Sunday, May 15, 2011

You're gliding along, it's the perfect day. Puffy white clouds fill the endless blue sky, a light breeze ruffles your hair as it guides you forward. Your shoes fly over the gravel path as your arms pump at your side. There are no other runners, and your legs feel like they could go on forever. Suddenly about six miles down the road your bliss vanishes. You start limping, favoring one side. Next thing you know, you crumple to the ground. When you finally regain your strength you find yourself walking (i.e. hobbling) to a place to call for help or back to your house.

Some of the scariest moments in a runner's life are the ones that involve injury. I am here facing it. In January I took up marathon training. My first full shebang of running. The event that separates the men from the boys. [Okay, well maybe not all that, but still a pretty crazy thing for an asthmatic in less than perfect shape to do]. I wanted that 26.2 embedded in my memory for ever. Even if I never did another one. I wanted to do it once. And I wanted it to be my hometown marathon, no matter how much people said this one sucked.

I trudged and suffered through the worst Buffalo winter in a while. Long runs, every Saturday without fail. My sweat was freezing to my face in icicles I couldn't even get off my hat.

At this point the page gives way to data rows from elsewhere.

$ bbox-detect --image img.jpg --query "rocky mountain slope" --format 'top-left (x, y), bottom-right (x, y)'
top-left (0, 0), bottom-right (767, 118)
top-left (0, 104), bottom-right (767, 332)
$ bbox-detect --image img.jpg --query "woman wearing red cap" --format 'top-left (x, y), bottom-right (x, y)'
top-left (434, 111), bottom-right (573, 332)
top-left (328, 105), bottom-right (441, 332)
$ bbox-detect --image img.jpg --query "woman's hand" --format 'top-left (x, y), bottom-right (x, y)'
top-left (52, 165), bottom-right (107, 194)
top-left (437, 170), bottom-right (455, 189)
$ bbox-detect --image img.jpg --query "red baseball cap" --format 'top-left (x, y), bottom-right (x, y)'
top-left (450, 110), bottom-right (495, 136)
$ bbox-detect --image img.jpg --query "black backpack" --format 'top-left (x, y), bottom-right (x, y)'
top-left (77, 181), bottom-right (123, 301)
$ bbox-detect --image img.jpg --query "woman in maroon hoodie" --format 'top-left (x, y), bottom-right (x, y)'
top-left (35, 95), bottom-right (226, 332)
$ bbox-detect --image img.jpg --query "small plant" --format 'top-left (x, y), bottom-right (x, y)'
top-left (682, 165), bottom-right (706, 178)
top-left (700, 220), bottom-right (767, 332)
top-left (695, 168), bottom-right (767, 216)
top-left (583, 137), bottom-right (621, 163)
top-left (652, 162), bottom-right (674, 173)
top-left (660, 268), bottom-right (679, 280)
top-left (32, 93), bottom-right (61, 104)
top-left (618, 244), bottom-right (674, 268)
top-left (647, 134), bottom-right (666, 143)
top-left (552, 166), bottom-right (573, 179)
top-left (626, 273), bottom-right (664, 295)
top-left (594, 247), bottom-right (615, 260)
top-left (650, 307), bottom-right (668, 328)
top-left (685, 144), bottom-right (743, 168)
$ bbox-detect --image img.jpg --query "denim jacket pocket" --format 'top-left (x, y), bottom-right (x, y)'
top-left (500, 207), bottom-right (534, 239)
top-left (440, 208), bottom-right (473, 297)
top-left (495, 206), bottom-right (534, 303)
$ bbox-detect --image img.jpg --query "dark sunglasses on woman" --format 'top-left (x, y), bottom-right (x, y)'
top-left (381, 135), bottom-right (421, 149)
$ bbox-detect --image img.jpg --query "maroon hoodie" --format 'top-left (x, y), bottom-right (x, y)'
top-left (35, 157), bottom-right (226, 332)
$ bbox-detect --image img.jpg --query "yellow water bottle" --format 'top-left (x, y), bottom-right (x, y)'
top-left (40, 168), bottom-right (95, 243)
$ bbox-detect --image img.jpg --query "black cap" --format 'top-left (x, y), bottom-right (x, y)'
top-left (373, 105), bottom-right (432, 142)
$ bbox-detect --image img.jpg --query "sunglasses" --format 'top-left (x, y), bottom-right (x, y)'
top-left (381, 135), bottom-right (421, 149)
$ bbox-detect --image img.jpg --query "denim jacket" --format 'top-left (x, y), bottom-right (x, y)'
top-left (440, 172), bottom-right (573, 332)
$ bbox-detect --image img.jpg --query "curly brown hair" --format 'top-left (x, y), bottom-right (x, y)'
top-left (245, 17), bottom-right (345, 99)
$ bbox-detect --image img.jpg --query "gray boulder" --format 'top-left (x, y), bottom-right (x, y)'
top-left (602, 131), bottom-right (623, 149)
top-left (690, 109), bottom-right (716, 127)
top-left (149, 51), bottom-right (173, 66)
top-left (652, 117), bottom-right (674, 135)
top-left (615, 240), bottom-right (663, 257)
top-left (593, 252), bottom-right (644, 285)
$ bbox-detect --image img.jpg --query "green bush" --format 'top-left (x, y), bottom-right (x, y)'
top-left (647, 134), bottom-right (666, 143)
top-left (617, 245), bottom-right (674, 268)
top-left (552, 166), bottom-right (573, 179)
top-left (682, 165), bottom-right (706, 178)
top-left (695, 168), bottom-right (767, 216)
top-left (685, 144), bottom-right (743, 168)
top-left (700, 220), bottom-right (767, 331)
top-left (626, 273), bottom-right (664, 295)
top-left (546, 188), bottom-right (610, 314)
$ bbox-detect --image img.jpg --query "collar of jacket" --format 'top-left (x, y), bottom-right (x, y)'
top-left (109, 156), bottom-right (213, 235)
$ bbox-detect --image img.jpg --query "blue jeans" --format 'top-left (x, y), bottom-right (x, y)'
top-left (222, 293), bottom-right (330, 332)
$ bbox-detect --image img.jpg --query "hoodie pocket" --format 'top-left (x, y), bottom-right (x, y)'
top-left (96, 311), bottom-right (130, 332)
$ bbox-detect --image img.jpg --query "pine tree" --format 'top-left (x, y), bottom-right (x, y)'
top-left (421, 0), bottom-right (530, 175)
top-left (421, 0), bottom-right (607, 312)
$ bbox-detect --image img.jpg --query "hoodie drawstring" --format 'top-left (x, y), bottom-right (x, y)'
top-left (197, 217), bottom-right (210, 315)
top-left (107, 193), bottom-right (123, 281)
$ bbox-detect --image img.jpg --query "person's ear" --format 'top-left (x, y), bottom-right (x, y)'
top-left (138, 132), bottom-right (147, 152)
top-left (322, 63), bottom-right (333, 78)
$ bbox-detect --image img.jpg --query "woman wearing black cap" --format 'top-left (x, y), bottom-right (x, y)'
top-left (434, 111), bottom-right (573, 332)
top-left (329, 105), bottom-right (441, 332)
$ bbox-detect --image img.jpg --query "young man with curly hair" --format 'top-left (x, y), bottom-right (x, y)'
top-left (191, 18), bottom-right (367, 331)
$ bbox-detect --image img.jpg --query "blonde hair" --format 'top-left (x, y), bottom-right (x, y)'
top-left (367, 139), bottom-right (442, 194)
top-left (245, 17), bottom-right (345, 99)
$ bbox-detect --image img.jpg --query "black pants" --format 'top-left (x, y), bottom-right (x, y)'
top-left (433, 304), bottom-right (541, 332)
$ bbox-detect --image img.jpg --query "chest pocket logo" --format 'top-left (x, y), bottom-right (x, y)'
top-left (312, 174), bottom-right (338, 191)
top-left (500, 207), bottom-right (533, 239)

I blasted my way through many a hip flexor complaint and through several pairs of shoes. My knees took a beating, as did my lungs, and I entered race month (May) with an unparalleled optimism. I was finally going to do it. Unfortunately waiting on the heels of the Grand Island Half (a simple training run), was a knee injury that brought me down. For almost two weeks now I have been working with a massage therapist and really trying to bring myself up to form. I feel stiff and clumsy. Like the last 5 months never happened. All my training appears gone.

So I sit with the decision. I emailed the race director and it is possible for me to drop to the half marathon. But here are some hard truths:
-I would miss my goal race.
-I would have to train for another 5 months for a fall marathon.
-My training would interfere with other races I planned for this year (including a 30K in august).
-I will probably never run the Buffalo marathon.
-I could injury myself all over again if I decided to do it.

I ran the Stella B Foundation 5K today with excellent form and very little pain. My time only a little slower than regular training time. It even felt good. I have 2 more sessions with my therapist before I race. I could very well be fully recovered by race day. The hard decision is if I should stick it out for the full or drop to a half and repeat the process all over again. The only thing that really concerns me is the course time limit. If I get out there and end up having to walk the last bunch of miles because of knee trouble, I'm screwed. There is a 6 hour course limit. Coming across under that was no concern until now. My real fear is coming up on that finish line and it is gone. Poof! No official time. No medal. No remembering that I suffered 26.2 to be a hometown champ.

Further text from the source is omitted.